In Dopesick: Dealers, Doctors and the Drug Company that Addicted America (Amazon,) Beth Macy paints a pretty grim picture of how high rates of persistent unemployment, lack of opportunities and drug companies looking for profit sparked a heroin addiction wildfire.

The scary part is that the heroin epidemic did not need a grand conspiracy or a big drug kingpin making moves. It started at the margins – doctors prescribing opioids for pain, kids passing around pills for thrills in parties, etc. But for most, the first high was all it took. Most of an addicts life is then spent seeking the feeling of the first high. Early stage addicts also ended up being the best recruits for the next set of junkies. The book outlines the rise of the “user-dealer” — junkies who fund their addition by dealing dope. This frustrated the typical law enforcement response of jailing dealers – most of them were not dealing for the money per se, but because they needed the next fix.

Addiction should be treated like a chronic disease. However, our society treats it like a moral failing. This is unfortunate because it prevents a policy response based on science.

Recommendation: read the book!

Book Review: Thinking in Bets

In Thinking in Bets: Making Smarter Decisions When You Don’t Have All the Facts (Amazon,) Annie Duke uses probability theory to illustrate how one should go about making decisions.

Notable excerpt:

We can’t just “absorb” experiences and expect to learn. As novelist and philosopher Aldous Huxley recognized, “Experience is not what happens to a man; it is what a man does with what happens to him.” There is a big difference between getting experience and becoming an expert. That difference lies in the ability to identify when the outcomes of our decisions have something to teach us and what that lesson might be.

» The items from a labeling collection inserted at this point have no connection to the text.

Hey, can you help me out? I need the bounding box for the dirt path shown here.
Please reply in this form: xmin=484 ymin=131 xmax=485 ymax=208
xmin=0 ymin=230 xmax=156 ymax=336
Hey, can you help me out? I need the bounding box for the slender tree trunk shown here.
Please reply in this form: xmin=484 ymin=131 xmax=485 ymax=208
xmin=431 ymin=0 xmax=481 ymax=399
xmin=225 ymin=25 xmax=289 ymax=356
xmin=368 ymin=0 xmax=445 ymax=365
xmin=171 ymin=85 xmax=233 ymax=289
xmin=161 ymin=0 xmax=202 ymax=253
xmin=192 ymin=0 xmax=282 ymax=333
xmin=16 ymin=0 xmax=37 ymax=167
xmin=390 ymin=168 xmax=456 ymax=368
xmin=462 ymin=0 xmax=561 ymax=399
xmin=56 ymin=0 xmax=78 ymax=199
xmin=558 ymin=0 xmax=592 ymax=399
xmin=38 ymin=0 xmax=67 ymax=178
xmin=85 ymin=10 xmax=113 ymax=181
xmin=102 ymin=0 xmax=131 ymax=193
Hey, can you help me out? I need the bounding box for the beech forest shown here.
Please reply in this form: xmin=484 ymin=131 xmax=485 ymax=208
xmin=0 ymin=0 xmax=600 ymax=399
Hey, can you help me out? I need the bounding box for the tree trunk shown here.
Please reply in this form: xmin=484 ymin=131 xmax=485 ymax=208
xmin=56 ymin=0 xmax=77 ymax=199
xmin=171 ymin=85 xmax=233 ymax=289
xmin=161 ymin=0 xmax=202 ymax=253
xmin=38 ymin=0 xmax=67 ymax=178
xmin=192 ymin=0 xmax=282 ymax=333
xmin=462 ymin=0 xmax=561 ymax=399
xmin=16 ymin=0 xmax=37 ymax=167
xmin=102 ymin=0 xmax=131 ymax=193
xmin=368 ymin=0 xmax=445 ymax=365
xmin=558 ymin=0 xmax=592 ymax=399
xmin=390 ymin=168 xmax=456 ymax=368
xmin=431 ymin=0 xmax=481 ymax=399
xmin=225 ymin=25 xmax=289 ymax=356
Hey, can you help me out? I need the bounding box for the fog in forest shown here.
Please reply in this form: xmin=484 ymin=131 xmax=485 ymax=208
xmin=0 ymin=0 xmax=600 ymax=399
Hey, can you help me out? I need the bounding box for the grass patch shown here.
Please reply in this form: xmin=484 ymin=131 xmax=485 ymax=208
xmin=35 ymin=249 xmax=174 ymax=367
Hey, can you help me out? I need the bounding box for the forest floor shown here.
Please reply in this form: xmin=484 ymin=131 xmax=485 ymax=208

The point made above cannot be stressed enough for investors. Just because some “guru” or “adviser” has been at his job for a long time, it doesn’t necessarily follow that he is an expert. Expertise comes from applying a scientific mindset to decisions. Very few actually do it in practice and most are happy to be in their own comfortable filter bubble.

You can read the notes that I took here.

Recommendation: if you have read similar books in the past, you can skip this one. No new paths blazed.